Seitdem ist einige Zeit vergangen und so viel passiert – und doch scheint es rückblickend so, als seien die 2 Jahre verflogen. Dieser erste gemeinsame Moment – gleichzeitig einen Wimpernschlag entfernt und doch ganz weit weg.
Für dich ist die Zeit noch eine große Unbekannte, unbedeutend und leer. Aber dennoch läuft sie weiter, Tag für Tag, Stunde für Stunde, Minute für Minute. Und du mit ihr. Diese ersten Jahre im Leben sind ganz besonders, so sorglos und unbeschwert, bis zum Rand gefüllt mit Nestwärme und Abenteuer. Und doch wirst du dich an das meiste davon eines Tages nicht mehr erinnern können. An diese Jahre voller Nähe, Liebe, Freude, Abenteuer und Glück. Das bedauere ich oft und frage mich immer wieder – wirst du dich erinnern können, wie ich dich Tag für Tag, so viele, unzählige Stunden deines Lebens getragen habe? Im Tragetuch oder auf dem Arm, ganz nah bei mir? Wie geborgen du dich gefühlt hast? Wirst du dich erinnern können, wie ich dich gestillt habe – über deinen ersten Geburtstag hinaus? Wie sehr du das geliebt und immer wieder deine Mii gefordert hast? Wirst du dich erinnern, wie du beim Einschlafen immer mit unseren Haaren gespielt hast und wir erst gegangen sind, wenn du fest schliefst? Dass du nicht allein schlafen musstest, sondern bei uns bleiben durftest, bis du selber es anders entscheiden würdest? Wirst du dich erinnern können, wie ich dir jeden Tag dafür gedankt habe, dass du noch in unsere Familie gekommen bist? Wie ich dir unzählige Male gesagt habe, wie sehr ich dich liebe? Bis zum Mond und wieder zurück. Wirst du dich erinnern?

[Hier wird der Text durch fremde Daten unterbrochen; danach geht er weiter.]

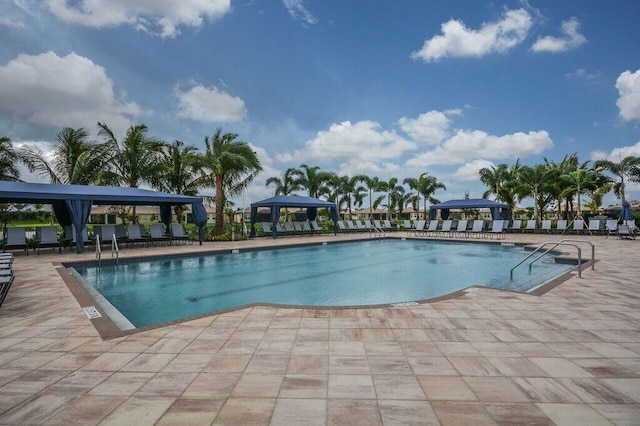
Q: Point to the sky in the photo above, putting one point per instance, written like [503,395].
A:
[386,88]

Vielleicht nicht bewusst, aber ich wünsche dir, dass du diese Erinnerungen in deinem Herzen verwahrst. Wie einen Schatz, für die Augen verborgen aber trotzdem spürbar. Der dir die Sicherheit gibt, geliebt zu werden, geborgen zu sein und ganz wundervoll – genau so wie du bist. Der dir das Vertrauen gibt, deine eigenen kleinen und großen Schritte in die Welt zu machen. Wie ein Samen, den man pflanzt, und der Wurzeln schlägt, die festen Halt geben. Der unter der Erde nicht zu sehen ist, aber aus dem doch ein starker Baum wachsen kann.
Vielleicht wirst du dich nicht bewusst an all das erinnern können. Aber ich kann es – für dich.
Wunderwunderwunderschön liebe Cynthia. Unsere Tochter ist knapp 15 Monate alt und ich habe mich vieles auch schon gefragt.
Danke dür diesen Text, er geht mitten in mein Herz!